= South Warwickshire University NHS Foundation Trust =

South Warwickshire University NHS Foundation Trust, formerly South Warwickshire NHS Foundation Trust, manages four hospitals, Warwick Hospital, Stratford Hospital, Leamington Spa Hospital and Ellen Badger Hospital.

The trust agreed a package of support for the financially troubled George Eliot Hospital NHS Trust in August 2014 although its bid to take over the organisation was rejected.

In July 2017, it agreed to set up a "foundation group" to create twin Accountable care organizations with Wye Valley NHS Trust, though there does not appear to be any plan to merge the two trusts.

==Performance==

In October 2013, the trust was praised for spending more on food for in-patients - £14.04 per day than other trusts, and for lower rates of food wastage.

It was named by the Health Service Journal as one of the top hundred NHS trusts to work for in 2015. At that time it had 3444 full-time equivalent staff and a sickness absence rate of 4.14%. 73% of staff recommend it as a place for treatment and 71% recommended it as a place to work. The trust spent £11 million on agency staff in 2014/5.

It was rated ‘outstanding’ by the Care Quality Commission in December 2019.

==Stratford==

Circle Clinic, attached to a GP practice in Stratford on Avon was established by Circle Clinics Limited in 2011 but in June 2014 it was announced that SWFT Clinical Services, a subsidiary of the Trust, was to take it over as Circle had stopped providing services at the clinic. SWFT Clinical Services was the first FT subsidiary company when it was set up in 2011, initially established so the trust could reclaim VAT charges on outpatient drugs, as Trusts can claim tax exemptions when entering into contracts with third parties to operate dispensaries.

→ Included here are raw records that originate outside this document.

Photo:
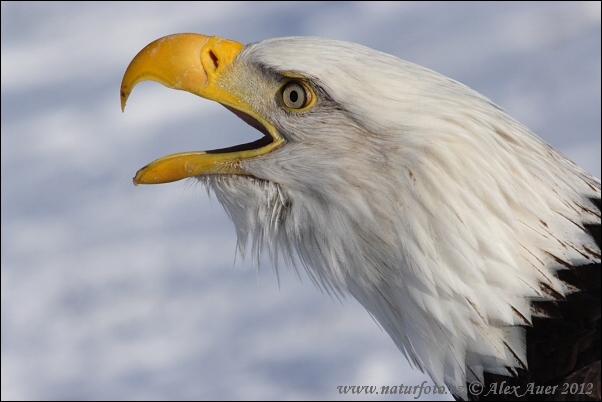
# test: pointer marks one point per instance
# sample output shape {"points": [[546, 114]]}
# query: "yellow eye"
{"points": [[295, 95]]}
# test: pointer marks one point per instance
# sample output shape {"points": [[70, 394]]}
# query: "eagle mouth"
{"points": [[196, 63], [267, 138]]}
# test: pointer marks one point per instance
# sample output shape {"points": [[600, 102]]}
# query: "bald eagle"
{"points": [[472, 242]]}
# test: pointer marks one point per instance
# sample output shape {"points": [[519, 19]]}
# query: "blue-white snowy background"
{"points": [[111, 291]]}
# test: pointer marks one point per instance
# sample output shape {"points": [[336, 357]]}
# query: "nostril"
{"points": [[214, 59]]}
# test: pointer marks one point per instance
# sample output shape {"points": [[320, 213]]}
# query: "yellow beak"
{"points": [[194, 63]]}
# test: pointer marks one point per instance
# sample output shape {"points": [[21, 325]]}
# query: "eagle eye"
{"points": [[295, 95]]}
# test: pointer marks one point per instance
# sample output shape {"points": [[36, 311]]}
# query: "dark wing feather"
{"points": [[563, 349]]}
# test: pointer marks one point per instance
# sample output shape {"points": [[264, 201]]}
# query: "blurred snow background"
{"points": [[111, 291]]}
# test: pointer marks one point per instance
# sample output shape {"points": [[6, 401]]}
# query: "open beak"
{"points": [[195, 63]]}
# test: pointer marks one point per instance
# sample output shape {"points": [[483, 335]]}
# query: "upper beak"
{"points": [[193, 63]]}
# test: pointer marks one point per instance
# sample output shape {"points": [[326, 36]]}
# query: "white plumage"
{"points": [[443, 216]]}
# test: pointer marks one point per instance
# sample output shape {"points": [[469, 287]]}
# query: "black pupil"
{"points": [[294, 96]]}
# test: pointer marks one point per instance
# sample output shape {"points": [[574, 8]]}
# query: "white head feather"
{"points": [[438, 212]]}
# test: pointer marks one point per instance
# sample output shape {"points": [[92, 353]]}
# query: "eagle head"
{"points": [[443, 216]]}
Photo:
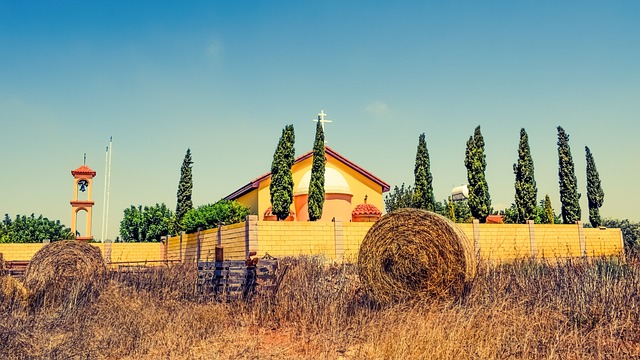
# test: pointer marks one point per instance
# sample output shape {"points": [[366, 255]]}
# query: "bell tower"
{"points": [[82, 200]]}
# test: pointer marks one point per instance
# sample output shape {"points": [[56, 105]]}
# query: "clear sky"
{"points": [[224, 77]]}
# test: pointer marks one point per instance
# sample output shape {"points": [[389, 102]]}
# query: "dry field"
{"points": [[524, 310]]}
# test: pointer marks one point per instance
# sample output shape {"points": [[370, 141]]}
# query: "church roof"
{"points": [[83, 170], [255, 183], [366, 210]]}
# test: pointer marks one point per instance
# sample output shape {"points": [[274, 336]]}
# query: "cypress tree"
{"points": [[423, 197], [526, 191], [475, 161], [549, 217], [451, 209], [316, 184], [185, 189], [281, 187], [595, 194], [569, 196]]}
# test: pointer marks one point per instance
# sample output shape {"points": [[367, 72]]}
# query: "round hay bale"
{"points": [[2, 265], [12, 293], [64, 275], [411, 253]]}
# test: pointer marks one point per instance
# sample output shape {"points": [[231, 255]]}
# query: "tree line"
{"points": [[525, 206]]}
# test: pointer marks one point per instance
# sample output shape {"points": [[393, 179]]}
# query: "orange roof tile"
{"points": [[83, 170], [366, 209]]}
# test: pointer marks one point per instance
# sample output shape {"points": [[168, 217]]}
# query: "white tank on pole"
{"points": [[460, 193]]}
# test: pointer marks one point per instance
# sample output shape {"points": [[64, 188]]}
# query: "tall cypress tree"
{"points": [[423, 197], [316, 184], [185, 189], [595, 194], [281, 187], [475, 161], [451, 210], [569, 196], [549, 217], [526, 190]]}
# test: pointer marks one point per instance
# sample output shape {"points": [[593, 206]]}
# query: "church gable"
{"points": [[346, 186]]}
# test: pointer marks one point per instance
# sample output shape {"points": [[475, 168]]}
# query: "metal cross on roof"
{"points": [[321, 118]]}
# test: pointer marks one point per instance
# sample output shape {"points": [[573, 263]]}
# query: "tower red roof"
{"points": [[83, 170]]}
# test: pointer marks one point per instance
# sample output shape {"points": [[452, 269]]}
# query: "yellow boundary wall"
{"points": [[341, 241], [116, 252]]}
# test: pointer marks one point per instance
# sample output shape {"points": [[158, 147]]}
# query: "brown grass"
{"points": [[411, 253], [576, 309]]}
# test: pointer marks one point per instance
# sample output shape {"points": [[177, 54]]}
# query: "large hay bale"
{"points": [[64, 275], [411, 253], [2, 265]]}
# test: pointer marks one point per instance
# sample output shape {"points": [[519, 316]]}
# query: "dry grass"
{"points": [[411, 253], [579, 309]]}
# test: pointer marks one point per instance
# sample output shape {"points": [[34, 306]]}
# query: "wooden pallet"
{"points": [[236, 279]]}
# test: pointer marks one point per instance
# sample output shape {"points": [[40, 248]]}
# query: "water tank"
{"points": [[460, 193]]}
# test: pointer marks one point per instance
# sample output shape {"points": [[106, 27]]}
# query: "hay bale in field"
{"points": [[412, 253], [12, 293], [64, 275], [2, 265]]}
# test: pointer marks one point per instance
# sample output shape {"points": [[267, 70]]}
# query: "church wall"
{"points": [[359, 184], [250, 199]]}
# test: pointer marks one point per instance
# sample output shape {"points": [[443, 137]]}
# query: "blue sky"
{"points": [[223, 78]]}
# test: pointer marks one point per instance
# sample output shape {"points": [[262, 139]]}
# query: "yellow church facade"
{"points": [[351, 192]]}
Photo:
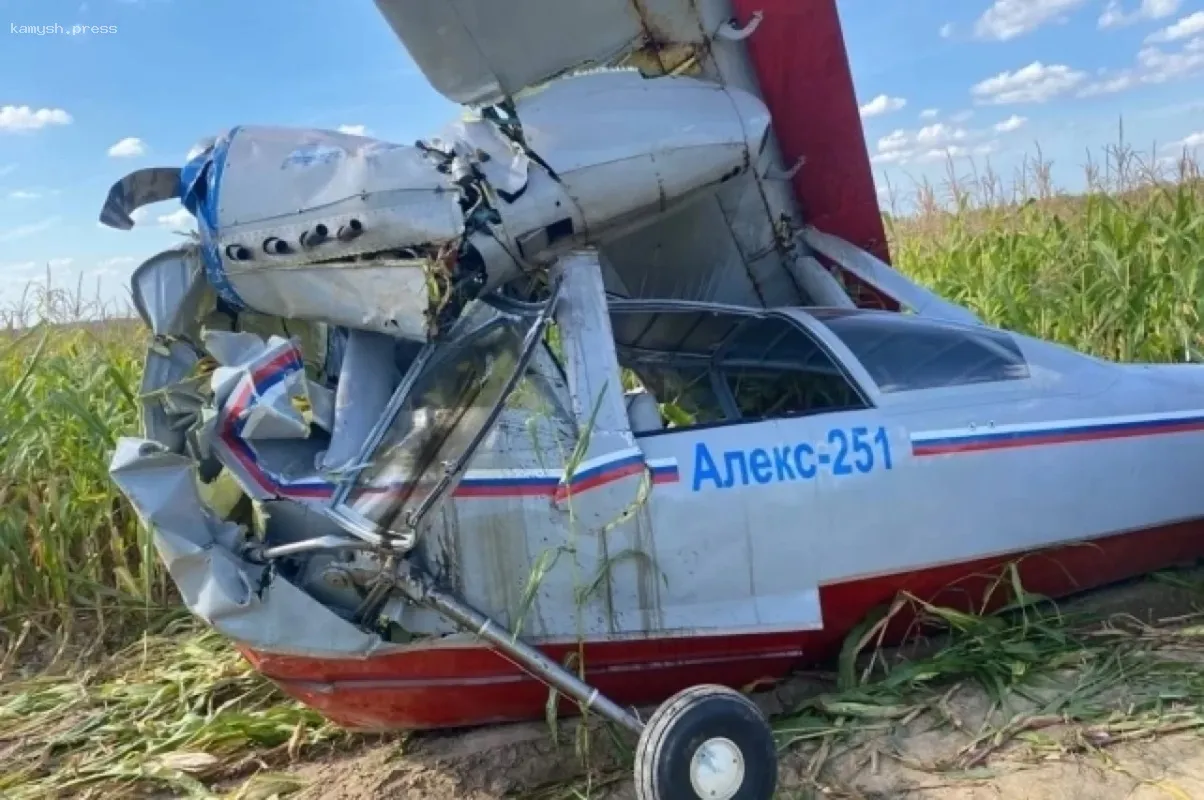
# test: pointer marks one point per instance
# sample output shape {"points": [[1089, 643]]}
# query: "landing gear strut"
{"points": [[707, 742]]}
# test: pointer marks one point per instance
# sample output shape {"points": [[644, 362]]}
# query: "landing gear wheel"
{"points": [[707, 742]]}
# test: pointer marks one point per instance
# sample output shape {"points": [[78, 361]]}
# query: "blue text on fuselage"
{"points": [[844, 451]]}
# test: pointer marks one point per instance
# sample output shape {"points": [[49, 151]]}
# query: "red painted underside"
{"points": [[802, 65], [473, 686]]}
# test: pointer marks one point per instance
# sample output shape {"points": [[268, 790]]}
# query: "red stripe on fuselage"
{"points": [[472, 684]]}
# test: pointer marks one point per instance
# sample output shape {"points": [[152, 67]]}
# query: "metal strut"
{"points": [[420, 588]]}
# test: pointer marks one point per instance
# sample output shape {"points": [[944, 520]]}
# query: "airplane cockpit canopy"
{"points": [[908, 352]]}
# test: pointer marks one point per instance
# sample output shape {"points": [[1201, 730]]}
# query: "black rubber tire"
{"points": [[688, 719]]}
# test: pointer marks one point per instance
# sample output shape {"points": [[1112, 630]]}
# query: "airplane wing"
{"points": [[741, 245]]}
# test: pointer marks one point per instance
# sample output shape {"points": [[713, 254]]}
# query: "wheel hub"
{"points": [[716, 769]]}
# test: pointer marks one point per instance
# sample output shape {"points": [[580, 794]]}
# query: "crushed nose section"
{"points": [[397, 239]]}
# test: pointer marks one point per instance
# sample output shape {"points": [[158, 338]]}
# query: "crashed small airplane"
{"points": [[596, 390]]}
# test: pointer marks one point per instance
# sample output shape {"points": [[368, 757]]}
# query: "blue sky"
{"points": [[983, 80]]}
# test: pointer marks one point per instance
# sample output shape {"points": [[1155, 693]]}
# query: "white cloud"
{"points": [[1186, 28], [179, 218], [881, 105], [17, 266], [1010, 18], [31, 229], [1154, 65], [1114, 15], [1192, 140], [1033, 83], [931, 142], [1015, 122], [893, 141], [18, 118], [129, 147], [939, 133]]}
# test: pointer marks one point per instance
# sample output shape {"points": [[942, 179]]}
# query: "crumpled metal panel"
{"points": [[217, 586], [480, 51]]}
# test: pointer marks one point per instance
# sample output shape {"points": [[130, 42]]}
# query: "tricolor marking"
{"points": [[979, 439]]}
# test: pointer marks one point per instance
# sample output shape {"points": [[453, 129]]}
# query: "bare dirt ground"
{"points": [[957, 745]]}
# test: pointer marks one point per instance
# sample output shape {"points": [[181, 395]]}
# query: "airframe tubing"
{"points": [[420, 589]]}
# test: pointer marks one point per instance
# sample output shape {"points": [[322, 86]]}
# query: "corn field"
{"points": [[1115, 271]]}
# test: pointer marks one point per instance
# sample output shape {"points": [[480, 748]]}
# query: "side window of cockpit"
{"points": [[775, 370]]}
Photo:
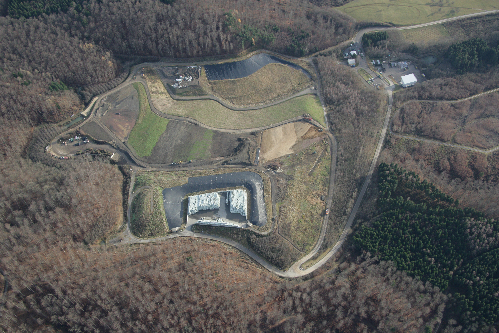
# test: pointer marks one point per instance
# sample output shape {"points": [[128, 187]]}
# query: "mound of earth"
{"points": [[122, 111], [95, 131], [269, 83], [183, 141], [287, 139]]}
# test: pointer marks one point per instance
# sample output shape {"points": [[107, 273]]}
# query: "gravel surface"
{"points": [[174, 203]]}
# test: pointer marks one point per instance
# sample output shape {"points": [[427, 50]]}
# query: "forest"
{"points": [[425, 234], [57, 271]]}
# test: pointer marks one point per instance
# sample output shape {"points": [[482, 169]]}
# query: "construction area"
{"points": [[211, 209]]}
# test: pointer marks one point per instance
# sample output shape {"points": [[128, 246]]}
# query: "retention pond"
{"points": [[243, 68], [175, 203]]}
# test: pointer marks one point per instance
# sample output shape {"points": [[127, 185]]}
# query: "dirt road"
{"points": [[294, 270]]}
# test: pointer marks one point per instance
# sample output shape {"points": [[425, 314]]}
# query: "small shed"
{"points": [[408, 80]]}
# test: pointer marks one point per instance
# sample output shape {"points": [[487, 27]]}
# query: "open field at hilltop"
{"points": [[301, 210], [485, 27], [410, 12], [183, 141], [214, 114], [148, 215], [268, 84], [148, 128]]}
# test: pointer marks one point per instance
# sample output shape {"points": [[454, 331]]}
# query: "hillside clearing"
{"points": [[148, 128], [214, 114], [411, 12], [269, 83]]}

In August 2014, it emerged that the Trust was exploring a number of projects to assist the struggling George Eliot Hospital.

The Trust developed Stratford Hospital with cancer and an eye ward built at the site of the existing hospital on Arden Street at a cost of £22 million. This was partly financed by a Section 106 agreement with Coventry City Council, based on increased service demand from residents in new development, a £1,500 levy on each new dwelling in a large residential development. This is thought to be the first time such an agreement has been used by the NHS.

==Primary Care==
The trust signed a memorandum of understanding with South Warwickshire GP Ltd – a federation of 35 GP practices - in August 2015 with the intention to establish an accountable care organisation which would provide primary, community and acute care to the local population.